The story of the Carbon War Room

Richard Branson shaking hands with a man.
Image by The Carbon War Room
Virgin Galactic
Richard Branson's signature
Published on 28 October 2016

Together with a group of like-minded entrepreneurs, Virgin Unite founded the Carbon War Room in 2009, with a mission to stimulate business-led market interventions that advance a low-carbon economy.

We started when the clean energy revolution was still thought of by many to be a dream. But we knew we had to do something.

At the end of 2009, the Copenhagen Climate Summit did not succeed in engaging world governments as much as many had hoped, so we felt we needed a ‘war room’ on climate – with entrepreneurs at the centre, calling the shots. As Carbon War Room former-President José María Figueres said: “There is no Planet B.”

A drawing of a boat carrying shipping containers sailing past an island, with a city skyline and an off-shore wind farm in the distance
Image by The Carbon War Room

We saw barriers in different markets that were preventing great changes in the way industries did their business. From a lack of good market information for sustainable aviation fuels; demand for low-carbon solutions in shipping; and access to capital for energy efficiency. Many markets needed help to see carbon reduction as a great strategic opportunity.

Between 2009 and 2014, the Carbon War Room made some remarkable progress: 20 per cent of the world’s cargo now travel on more efficient vessels; Caribbean islands are integrating renewable energy into their grids; and the North American trucking fleets have adopted fuel efficiency technologies, saving CO2 emissions and dollars.

In 2014, the Carbon War Room merged with the Rocky Mountain Institute, and now operates as a business unit. The rationale was simple but effective: two non-profit foundations tackling the same challenges became one, making better use of philanthropic dollar.

Rocky Mountain Institute and Carbon War Room merge in strategic alliance

Rocky Mountain Institute co-founder and chief scientist, Amory Lovins is a true visionary. He and the team have been laying a pathway for the clean energy revolution for more than 30 years. 40 years ago, in Foreign Affairs magazine, Amory suggested for the first time that the optimal path for the US was one of renewables and energy efficiency – not oil and gas. In the decades since, industries and governments around the world have taken up many of his insights into how the energy revolution could unfold.
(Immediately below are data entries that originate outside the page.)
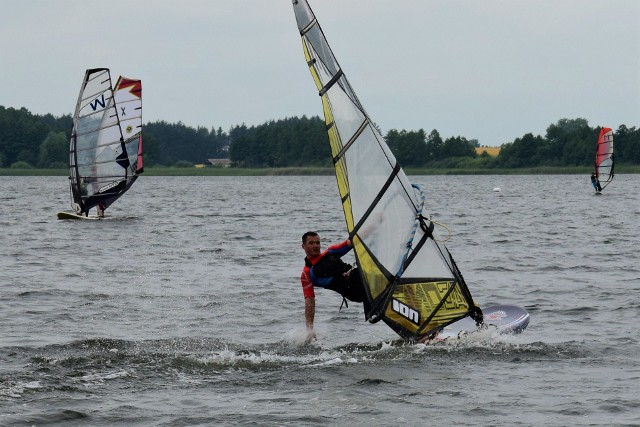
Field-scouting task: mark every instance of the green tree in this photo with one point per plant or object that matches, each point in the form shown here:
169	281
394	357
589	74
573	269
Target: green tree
434	146
54	151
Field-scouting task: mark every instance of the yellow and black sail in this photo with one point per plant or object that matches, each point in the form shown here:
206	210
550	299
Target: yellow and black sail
412	282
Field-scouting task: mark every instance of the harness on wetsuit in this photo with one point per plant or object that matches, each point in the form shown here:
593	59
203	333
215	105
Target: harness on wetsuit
332	266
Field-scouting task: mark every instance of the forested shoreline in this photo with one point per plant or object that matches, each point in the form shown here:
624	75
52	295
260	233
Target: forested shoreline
299	145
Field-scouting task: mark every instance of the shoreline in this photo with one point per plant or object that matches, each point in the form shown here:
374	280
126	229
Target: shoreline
318	171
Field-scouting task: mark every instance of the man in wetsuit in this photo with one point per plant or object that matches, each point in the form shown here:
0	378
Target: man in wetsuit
327	270
595	182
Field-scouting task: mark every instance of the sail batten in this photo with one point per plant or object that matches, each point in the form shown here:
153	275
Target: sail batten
410	282
105	155
604	157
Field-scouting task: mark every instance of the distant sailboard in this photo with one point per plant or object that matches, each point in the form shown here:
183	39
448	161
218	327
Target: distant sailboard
505	319
604	158
412	281
105	154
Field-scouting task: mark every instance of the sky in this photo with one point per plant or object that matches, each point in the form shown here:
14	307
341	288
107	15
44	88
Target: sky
491	70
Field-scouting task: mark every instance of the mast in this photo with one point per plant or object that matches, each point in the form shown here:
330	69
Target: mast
412	283
105	155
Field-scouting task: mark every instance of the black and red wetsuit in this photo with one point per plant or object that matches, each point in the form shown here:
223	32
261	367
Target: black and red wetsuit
327	271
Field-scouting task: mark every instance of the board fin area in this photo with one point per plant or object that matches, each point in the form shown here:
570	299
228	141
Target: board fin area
506	319
75	216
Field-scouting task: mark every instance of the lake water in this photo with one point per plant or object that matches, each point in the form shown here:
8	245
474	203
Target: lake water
185	308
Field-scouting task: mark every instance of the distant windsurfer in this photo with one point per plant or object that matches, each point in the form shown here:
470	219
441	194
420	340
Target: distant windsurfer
327	270
595	182
100	209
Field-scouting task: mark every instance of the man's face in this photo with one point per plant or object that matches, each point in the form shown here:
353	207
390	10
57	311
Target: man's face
312	246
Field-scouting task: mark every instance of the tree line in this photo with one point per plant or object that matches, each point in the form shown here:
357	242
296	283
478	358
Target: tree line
29	140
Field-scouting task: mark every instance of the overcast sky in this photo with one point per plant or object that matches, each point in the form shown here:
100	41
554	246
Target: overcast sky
492	70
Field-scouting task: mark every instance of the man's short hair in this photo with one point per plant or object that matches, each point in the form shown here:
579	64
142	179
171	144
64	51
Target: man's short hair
307	234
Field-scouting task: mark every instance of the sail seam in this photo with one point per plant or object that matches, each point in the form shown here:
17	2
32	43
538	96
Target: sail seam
331	82
355	136
310	25
375	202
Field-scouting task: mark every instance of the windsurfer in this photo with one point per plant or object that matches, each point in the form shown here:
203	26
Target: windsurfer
327	270
595	182
100	209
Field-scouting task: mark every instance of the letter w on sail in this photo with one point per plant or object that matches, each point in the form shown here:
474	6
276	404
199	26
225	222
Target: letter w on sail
96	102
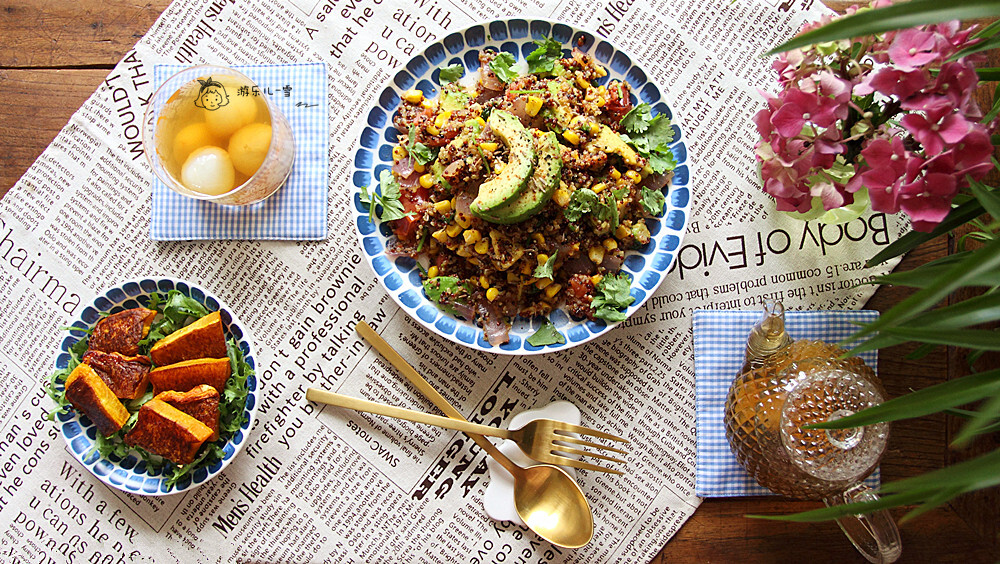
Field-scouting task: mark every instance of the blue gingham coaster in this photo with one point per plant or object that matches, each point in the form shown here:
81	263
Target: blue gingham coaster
298	210
719	341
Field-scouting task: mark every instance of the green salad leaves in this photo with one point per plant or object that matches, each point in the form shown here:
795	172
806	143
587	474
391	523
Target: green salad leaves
175	309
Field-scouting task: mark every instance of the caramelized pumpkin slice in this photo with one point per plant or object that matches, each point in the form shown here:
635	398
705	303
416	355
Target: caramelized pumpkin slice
202	339
91	396
200	402
121	332
167	431
127	376
183	376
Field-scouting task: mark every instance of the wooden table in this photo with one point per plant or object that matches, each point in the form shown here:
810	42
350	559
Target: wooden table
53	56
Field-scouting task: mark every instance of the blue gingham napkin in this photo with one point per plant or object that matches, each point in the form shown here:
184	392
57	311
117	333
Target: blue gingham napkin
297	211
719	342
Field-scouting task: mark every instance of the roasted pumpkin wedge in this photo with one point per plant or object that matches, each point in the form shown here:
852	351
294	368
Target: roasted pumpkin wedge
91	396
182	376
200	402
121	332
167	431
203	338
127	376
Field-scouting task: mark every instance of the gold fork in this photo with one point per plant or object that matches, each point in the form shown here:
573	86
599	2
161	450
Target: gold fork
540	439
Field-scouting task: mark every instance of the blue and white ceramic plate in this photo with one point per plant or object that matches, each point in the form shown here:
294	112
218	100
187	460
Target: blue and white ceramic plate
400	276
130	474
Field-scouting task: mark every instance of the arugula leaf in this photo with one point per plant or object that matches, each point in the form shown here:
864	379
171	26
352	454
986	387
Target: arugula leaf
652	201
545	270
501	65
422	154
543	58
451	73
547	334
651	137
614	294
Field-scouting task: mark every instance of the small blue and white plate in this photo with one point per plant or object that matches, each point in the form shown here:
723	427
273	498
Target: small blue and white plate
400	276
130	474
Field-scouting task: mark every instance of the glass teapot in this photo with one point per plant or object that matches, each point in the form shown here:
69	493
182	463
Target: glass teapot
785	385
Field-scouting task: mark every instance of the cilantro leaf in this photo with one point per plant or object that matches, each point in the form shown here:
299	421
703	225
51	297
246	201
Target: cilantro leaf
501	65
451	73
545	270
547	334
652	201
544	57
614	294
422	154
582	201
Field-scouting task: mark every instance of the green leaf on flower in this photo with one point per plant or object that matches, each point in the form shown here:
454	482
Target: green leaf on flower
451	73
547	334
502	65
614	293
652	201
545	270
543	59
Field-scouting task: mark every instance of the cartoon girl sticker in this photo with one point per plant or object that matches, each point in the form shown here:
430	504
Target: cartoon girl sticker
212	95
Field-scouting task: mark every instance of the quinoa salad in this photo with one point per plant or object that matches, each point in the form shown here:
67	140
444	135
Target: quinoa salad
521	186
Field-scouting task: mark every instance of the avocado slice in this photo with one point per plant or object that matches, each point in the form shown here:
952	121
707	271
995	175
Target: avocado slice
541	186
610	142
511	181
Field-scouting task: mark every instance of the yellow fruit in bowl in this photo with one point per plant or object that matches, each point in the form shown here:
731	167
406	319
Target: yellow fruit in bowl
209	170
189	138
226	120
248	147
The work of Rocky Mountain Institute-Carbon War Room is needed now more than ever. The Paris Climate Summit was a great success. Countries are now setting out their updated plans to cut carbon emissions deeply enough to keep temperature rise below 2 degrees C. The agreement also pointed out the planetary target to keep average warming below 1.5 degrees C. But the commitments as they are today are not yet enough to limit global warming to an acceptable level.

Archive photo
Image by Rocky Mountain Institute

Rocky Mountain Institute–Carbon War Room are working hard to fill the gap left by the Paris Agreement. They’re engaging with countries and industries to get more renewables and energy efficiency deployed at global scale; helping feed into the collective goal of getting to net-zero emissions, and hopefully beyond, in the coming decades.